We all know that reducing the amount of animal products we eat is going to help the planet, right?

It means less greenhouse gasses, more land freed up by less animal agriculture, more grain and safe, clean water that can be used for human consumption, and less deforestation.

I’m not vegan, so I’m not going to preach about how we should all go vegan overnight. Going vegan is great, and definitely something we should all at least consider working towards. My diet is vegetarian though, but it took me a HELL of a long time to get there, so it’s definitely a case of taking baby steps in this household.

Point is, we could all probably reduce our meat and dairy consumption, but the word “vegan” scares people. I think it conjures up ideas of being expensive, health obsessed, inaccessible, too far out of the comfort zone – the same ideas that, just a few years ago, would’ve scared me too!

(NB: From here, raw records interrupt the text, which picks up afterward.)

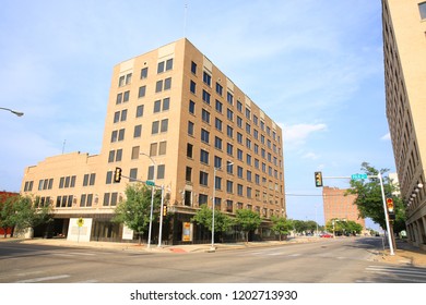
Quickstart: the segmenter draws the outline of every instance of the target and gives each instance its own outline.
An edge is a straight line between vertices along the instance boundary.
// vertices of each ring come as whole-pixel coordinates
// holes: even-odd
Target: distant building
[[[2,205],[3,203],[5,203],[5,200],[8,200],[8,198],[10,197],[13,197],[13,196],[19,196],[20,194],[19,193],[13,193],[13,192],[0,192],[0,205]],[[4,234],[7,235],[10,235],[12,233],[12,228],[0,228],[0,237],[3,237]]]
[[[386,113],[409,241],[426,248],[426,2],[382,0]]]
[[[347,190],[338,187],[322,187],[322,199],[326,223],[332,219],[355,221],[365,228],[365,219],[358,217],[358,207],[355,205],[356,195],[346,195]]]
[[[212,207],[214,193],[216,208],[229,216],[238,209],[265,221],[286,215],[281,127],[189,40],[117,64],[106,107],[99,155],[52,156],[25,169],[21,191],[52,205],[54,235],[133,239],[111,222],[129,183],[114,182],[116,167],[130,183],[165,186],[168,243],[181,242],[188,228],[185,241],[209,237],[189,223],[201,205]],[[158,223],[153,230],[155,240]]]

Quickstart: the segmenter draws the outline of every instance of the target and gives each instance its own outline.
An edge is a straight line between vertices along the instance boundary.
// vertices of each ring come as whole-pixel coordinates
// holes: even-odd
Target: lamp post
[[[16,110],[12,110],[12,109],[9,109],[9,108],[0,107],[0,109],[1,109],[1,110],[5,110],[5,111],[10,111],[10,112],[12,112],[13,114],[15,114],[15,115],[17,115],[17,117],[24,115],[24,112],[16,111]]]
[[[234,164],[234,162],[226,162],[226,169],[227,167]],[[221,168],[214,167],[213,170],[213,206],[212,206],[212,245],[210,246],[210,251],[214,252],[214,210],[216,208],[216,171]]]
[[[152,181],[154,182],[155,179],[155,161],[151,156],[146,155],[145,152],[141,152],[141,155],[146,156],[151,159],[151,162],[153,163],[153,173],[152,173]],[[154,191],[155,191],[155,183],[152,185],[152,191],[151,191],[151,212],[150,212],[150,229],[147,233],[147,247],[151,248],[151,232],[152,232],[152,215],[153,215],[153,209],[154,209]]]

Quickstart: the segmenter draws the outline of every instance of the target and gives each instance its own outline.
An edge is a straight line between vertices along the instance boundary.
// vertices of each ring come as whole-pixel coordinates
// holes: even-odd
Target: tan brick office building
[[[426,2],[383,0],[386,108],[409,240],[426,247]]]
[[[121,240],[110,218],[127,182],[114,183],[116,167],[167,190],[164,240],[179,242],[182,223],[212,206],[214,168],[216,208],[285,215],[281,127],[185,38],[117,64],[100,154],[48,157],[25,169],[22,193],[52,204],[56,233],[83,218],[87,240]]]
[[[326,223],[333,219],[355,221],[365,228],[365,219],[358,217],[358,207],[354,204],[356,195],[346,195],[346,190],[322,187]]]

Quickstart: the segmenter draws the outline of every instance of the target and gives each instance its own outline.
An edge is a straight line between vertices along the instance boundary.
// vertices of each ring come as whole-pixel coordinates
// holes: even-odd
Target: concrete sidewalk
[[[215,252],[223,252],[227,249],[248,248],[248,247],[268,247],[276,245],[288,245],[296,243],[315,243],[326,241],[319,237],[291,237],[286,241],[270,241],[270,242],[249,242],[249,243],[229,243],[229,244],[215,244]],[[164,245],[158,247],[157,244],[151,244],[147,247],[146,244],[139,245],[137,243],[114,243],[114,242],[72,242],[66,239],[3,239],[0,237],[1,243],[26,243],[26,244],[43,244],[51,246],[68,246],[68,247],[85,247],[85,248],[103,248],[103,249],[118,249],[118,251],[132,251],[132,252],[149,252],[149,253],[170,253],[170,254],[184,254],[196,252],[212,252],[210,244],[185,244],[185,245]],[[394,255],[389,254],[389,248],[374,253],[375,261],[410,265],[417,267],[426,267],[426,252],[421,251],[405,241],[397,240],[397,249]]]

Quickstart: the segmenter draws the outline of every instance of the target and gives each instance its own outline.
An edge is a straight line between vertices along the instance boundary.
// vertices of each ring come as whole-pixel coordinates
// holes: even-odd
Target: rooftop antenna
[[[187,37],[187,16],[188,16],[188,3],[185,3],[184,37]]]

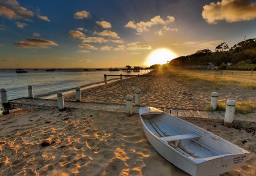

But, in reality, our kitchens are probably all full of foods that are “accidentally” vegan – i.e. you didn’t go out of your way to buy any special vegan alternatives, they’re just everyday products. Obvious examples are fruit and veg, of course, but there are so many more!

I had the briefest root around my kitchen, grabbed some of the most common products I use all the time and snapped a couple of photos to dispel the negative, scary connotations around vegan food.

“It’s expensive!” – as you can see, a lot of these items are value brand, which is often the cheapest on the shelves. Things like chopped tomatoes, passata and kidney beans cost around 30p, give or take a few pence, and can usually make up a meal for four.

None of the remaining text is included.